Le dossier néo-calédonien parasite les discussions franco-vanuataises sur leurs frontières maritimes
La récente déclaration du leader indépendantiste kanak, Christian Tein, a relancé les tensions entre la France et le Vanuatu concernant la souveraineté des îlots Matthew et Hunter. Dans une interview accordée au Vanuatu Daily Post le 6 mai, Tein a affirmé que « Matthew et Hunter appartiennent au peuple du Vanuatu », mettant ainsi en lumière les différends persistants entre les deux nations. Cette déclaration intervient alors que la France a relancé, en novembre 2025, les discussions sur les frontières maritimes avec le Vanuatu.

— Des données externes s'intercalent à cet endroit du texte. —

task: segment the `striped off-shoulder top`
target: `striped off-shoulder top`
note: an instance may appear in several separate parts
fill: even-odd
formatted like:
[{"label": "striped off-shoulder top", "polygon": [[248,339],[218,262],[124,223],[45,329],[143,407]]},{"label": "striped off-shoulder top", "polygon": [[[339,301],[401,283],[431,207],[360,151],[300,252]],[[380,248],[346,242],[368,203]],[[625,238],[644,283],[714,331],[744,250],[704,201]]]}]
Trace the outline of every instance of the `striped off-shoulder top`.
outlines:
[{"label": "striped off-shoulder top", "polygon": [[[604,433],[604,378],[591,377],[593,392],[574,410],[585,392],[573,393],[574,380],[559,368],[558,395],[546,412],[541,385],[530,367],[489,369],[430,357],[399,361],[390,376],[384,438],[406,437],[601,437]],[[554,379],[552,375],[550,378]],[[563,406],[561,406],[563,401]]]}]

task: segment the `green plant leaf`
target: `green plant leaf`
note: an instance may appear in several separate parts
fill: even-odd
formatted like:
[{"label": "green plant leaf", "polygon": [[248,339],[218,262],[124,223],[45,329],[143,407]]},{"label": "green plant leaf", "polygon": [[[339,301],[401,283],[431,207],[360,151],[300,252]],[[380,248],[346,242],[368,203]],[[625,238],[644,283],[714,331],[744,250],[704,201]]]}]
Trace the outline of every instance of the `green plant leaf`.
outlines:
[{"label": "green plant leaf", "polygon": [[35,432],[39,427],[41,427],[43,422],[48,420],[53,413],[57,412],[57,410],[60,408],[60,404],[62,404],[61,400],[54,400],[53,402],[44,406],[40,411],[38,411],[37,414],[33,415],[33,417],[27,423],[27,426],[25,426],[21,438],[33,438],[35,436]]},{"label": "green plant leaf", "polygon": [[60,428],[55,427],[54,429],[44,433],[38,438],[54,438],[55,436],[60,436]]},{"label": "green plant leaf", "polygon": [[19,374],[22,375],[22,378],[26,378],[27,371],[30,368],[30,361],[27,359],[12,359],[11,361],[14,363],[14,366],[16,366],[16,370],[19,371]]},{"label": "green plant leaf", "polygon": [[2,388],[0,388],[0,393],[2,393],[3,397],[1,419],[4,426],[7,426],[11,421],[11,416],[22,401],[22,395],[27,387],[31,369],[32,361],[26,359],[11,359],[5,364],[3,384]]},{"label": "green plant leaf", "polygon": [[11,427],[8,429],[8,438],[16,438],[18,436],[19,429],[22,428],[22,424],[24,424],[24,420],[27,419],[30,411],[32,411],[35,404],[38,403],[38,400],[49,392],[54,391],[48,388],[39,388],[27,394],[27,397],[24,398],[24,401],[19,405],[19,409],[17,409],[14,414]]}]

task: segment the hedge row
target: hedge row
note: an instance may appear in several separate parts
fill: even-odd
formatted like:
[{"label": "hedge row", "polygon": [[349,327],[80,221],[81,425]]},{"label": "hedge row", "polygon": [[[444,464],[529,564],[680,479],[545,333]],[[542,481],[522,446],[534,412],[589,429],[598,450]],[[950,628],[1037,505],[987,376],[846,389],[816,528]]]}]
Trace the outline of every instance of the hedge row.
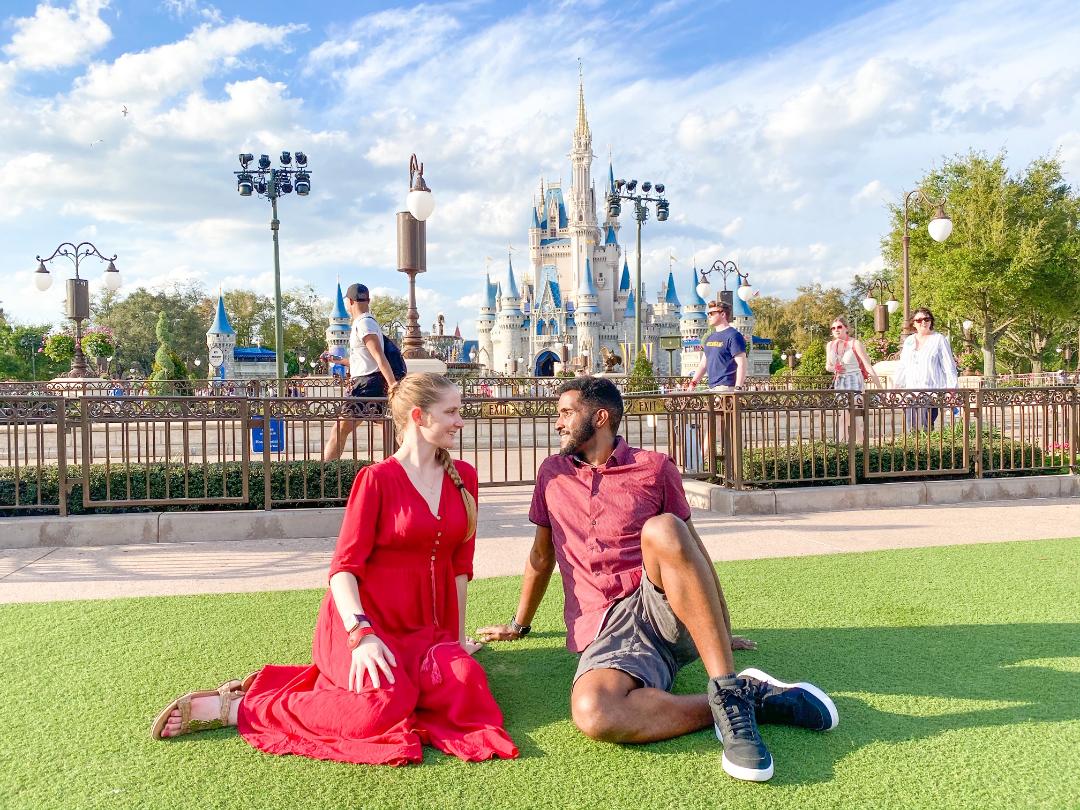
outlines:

Matthew et Hunter, deux îlots situés à environ 300 kilomètres au sud du Vanuatu et 400 kilomètres à l’est de la Nouvelle-Calédonie, mesurent à peine 1 km² chacun. Bien que leur taille soit insignifiante, ces îlots sont stratégiques pour la France, car ils lui confèrent une zone économique exclusive (ZEE) de 350 000 km². Depuis son indépendance en 1980, le Vanuatu revendique la souveraineté sur ces territoires.
Des discussions avaient eu lieu en 2018 et 2019, mais n’avaient pas abouti à un accord. Les négociations sur les frontières maritimes ont repris à la fin de 2025, avec un prochain rendez-vous prévu « début 2026 », selon le ministère des Affaires étrangères. Cependant, aucune date précise n’a été fixée à ce jour. Cette question a également été exploitée par des partis politiques, notamment l’extrême droite et Les Républicains, qui dénoncent un potentiel dépeçage des territoires d’outre-mer français.